Para o ouvidor, um dos motivos que leva ao aumento no número de letalidade policial é a impunidade. Outro fator, segundo ele, é a própria cultura da Polícia Militar. “A cultura da Polícia Militar, que existe desde a formação, é como se fosse uma guerra entre a PM e a bandidagem e isso estimula a letalidade”, disse em entrevista hoje (19).

As Rondas Ostensivas Tobias de Aguiar (Rota), grupo especial da Polícia Militar de São Paulo, são responsáveis por 12 deste total de mortes. “A Rota foi a que mais matou”, disse o ouvidor.

Em todo o ano passado, segundo a ouvidoria, ocorreram 801 mortes em supostos confrontos no estado, quase o dobro de 2013, quando foram registrados 440 óbitos. Segundo o ouvidor, o número deste ano é “preocupante” e mostra que as mortes estão ocorrendo em “escalada”, ou seja, vem crescendo em todo o estado. “Ela vem crescendo em nível de escalada, sem parar. Isso é preocupante e causa temor na sociedade civil de São Paulo”.

Segundo ele, nesta semana a Secretaria de Segurança Pública deve lançar uma resolução que pretende diminuir a letalidade policial. Por meio dessa resolução, todas as vezes em que ocorrer uma morte praticada por um agente policial, a cena do crime deverá ser preservada até a chegada de um membro da corregedoria da polícia [civil ou militar], um promotor de Justiça e também um defensor público.
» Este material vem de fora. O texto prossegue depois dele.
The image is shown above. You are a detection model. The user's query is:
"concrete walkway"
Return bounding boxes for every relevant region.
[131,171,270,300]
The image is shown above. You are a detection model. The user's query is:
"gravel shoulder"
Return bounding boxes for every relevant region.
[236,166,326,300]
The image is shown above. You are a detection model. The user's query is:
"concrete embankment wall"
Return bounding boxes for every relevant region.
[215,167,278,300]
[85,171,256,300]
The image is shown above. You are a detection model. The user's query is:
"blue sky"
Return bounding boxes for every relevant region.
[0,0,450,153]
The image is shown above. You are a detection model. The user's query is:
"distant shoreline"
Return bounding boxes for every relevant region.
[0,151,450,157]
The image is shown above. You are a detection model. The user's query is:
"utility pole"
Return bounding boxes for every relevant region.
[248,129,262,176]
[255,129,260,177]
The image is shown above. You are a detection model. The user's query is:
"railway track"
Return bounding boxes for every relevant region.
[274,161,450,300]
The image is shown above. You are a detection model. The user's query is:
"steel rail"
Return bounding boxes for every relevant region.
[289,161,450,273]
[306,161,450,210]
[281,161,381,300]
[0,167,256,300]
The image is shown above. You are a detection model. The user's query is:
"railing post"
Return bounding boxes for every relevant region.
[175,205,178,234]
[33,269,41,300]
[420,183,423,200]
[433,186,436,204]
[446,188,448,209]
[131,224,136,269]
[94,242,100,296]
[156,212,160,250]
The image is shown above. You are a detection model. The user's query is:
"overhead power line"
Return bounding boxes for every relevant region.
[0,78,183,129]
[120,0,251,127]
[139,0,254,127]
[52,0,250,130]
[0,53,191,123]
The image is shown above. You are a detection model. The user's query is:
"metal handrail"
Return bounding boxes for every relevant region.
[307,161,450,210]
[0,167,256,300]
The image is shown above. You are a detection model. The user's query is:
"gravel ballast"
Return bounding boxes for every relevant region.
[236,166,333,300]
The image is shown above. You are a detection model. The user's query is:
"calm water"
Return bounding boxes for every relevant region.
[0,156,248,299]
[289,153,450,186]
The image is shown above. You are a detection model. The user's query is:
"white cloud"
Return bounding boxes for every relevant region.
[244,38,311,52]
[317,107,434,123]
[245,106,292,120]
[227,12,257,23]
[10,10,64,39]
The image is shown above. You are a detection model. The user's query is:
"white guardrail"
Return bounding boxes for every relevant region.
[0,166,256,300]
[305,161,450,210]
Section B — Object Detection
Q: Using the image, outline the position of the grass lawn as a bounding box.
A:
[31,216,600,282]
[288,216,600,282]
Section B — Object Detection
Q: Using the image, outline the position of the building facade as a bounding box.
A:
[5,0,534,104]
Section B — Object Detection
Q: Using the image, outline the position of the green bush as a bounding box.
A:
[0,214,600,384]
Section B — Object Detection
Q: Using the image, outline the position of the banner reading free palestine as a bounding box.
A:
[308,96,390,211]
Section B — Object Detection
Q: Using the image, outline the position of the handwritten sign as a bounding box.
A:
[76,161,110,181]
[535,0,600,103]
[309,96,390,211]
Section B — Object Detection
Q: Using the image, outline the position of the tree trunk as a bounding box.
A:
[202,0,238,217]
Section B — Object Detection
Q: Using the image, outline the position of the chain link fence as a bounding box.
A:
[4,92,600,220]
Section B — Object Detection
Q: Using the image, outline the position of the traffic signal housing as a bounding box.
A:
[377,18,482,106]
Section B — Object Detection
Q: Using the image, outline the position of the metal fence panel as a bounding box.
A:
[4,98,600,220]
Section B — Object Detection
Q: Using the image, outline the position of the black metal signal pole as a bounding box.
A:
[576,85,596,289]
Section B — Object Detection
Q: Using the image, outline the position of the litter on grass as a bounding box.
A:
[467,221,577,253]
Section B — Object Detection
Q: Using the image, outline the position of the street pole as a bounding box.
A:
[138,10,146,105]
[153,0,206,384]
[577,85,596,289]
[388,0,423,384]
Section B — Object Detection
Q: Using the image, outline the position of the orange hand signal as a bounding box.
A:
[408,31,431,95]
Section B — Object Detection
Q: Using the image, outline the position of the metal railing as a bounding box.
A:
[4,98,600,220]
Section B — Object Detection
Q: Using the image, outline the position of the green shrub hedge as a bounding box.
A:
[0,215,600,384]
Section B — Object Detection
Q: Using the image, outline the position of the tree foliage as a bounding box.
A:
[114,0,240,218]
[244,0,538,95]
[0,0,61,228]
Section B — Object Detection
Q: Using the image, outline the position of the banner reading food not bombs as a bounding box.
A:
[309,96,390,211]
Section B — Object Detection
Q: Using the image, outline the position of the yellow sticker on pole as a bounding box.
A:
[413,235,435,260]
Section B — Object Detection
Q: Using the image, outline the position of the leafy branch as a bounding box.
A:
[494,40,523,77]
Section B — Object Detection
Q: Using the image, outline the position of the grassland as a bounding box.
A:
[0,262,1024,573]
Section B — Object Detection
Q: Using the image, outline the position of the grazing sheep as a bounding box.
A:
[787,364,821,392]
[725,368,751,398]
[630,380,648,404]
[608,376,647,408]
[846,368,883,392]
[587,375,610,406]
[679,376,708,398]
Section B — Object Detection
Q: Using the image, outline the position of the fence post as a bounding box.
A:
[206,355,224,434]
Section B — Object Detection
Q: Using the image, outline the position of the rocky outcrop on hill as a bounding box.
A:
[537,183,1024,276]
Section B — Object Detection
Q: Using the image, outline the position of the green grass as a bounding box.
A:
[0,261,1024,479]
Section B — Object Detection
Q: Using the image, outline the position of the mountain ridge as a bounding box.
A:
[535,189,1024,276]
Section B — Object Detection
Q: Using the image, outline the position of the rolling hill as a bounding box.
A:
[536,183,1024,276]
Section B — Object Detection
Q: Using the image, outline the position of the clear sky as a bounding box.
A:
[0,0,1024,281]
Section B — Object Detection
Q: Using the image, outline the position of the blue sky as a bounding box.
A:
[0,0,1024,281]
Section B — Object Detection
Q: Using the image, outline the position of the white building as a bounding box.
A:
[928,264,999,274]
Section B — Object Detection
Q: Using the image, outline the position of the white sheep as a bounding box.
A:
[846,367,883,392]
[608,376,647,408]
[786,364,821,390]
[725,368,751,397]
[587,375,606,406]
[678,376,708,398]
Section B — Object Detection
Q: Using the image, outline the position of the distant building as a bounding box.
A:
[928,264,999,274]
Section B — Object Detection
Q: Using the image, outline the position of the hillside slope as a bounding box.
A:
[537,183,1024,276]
“Tudo precisa ser tentado. Há dois anos foi colocada uma resolução em que, na cena do crime, só poderia socorrer [uma vítima] o pessoal do Samu e não mais a Polícia Militar. De imediato, naquela ocasião, houve uma redução da letalidade, mas depois voltou ao normal. Sobre essa nova resolução: sabemos que só isso não vai reduzir drasticamente a letalidade e nem exterminá-la, mas tudo deve ser feito”, disse o ouvidor.

Outra medida adotada, mas que surtiu pouco efeito, foi a retirada do termo “resistência seguida de morte” dos boletins policiais. “O termo resistência seguida de morte já foi tirado do boletim de ocorrência mas foi substituído por morte através de intervenção policial o que, no final, é a mesma coisa. Isso não significa que vai diminuir a letalidade. O que precisa ocorrer é menos confronto”, disse Julio Cesar Fernandes.

De acordo com o ouvidor, o Comando da Polícia Militar alega que ocorrem muitas mortes em confrontos porque os criminosos estão mais armados e ousados.  “O Comando da Polícia Militar esclarece que essas mortes existem porque a bandidagem está mais ousada e mais aparelhada. Isso significa, segundo o comando, que eles estão usando armas mais sofisticadas e entram em confronto com a polícia. Mas nós acreditamos que isso poderia ser evitado lembrando inclusive o método Giraldi [método criado por Nilson Giraldi e adotado pelas polícias de São Paulo], que é só para atirar em último caso, em legítima defesa, e em extrema necessidade”.

Para o ouvidor, a letalidade policial poderia diminuir se fossem adotadas polícias comunitárias em todo o estado. “É uma polícia semelhante à que existe no Japão, em que a polícia é amiga do cidadão e vice-versa. A sociedade tem ela como apoio e não como inimigo”, explicou.

Procurada, a Secretaria de Segurança Pública ainda não comentou o balanço feito pela Ouvidoria.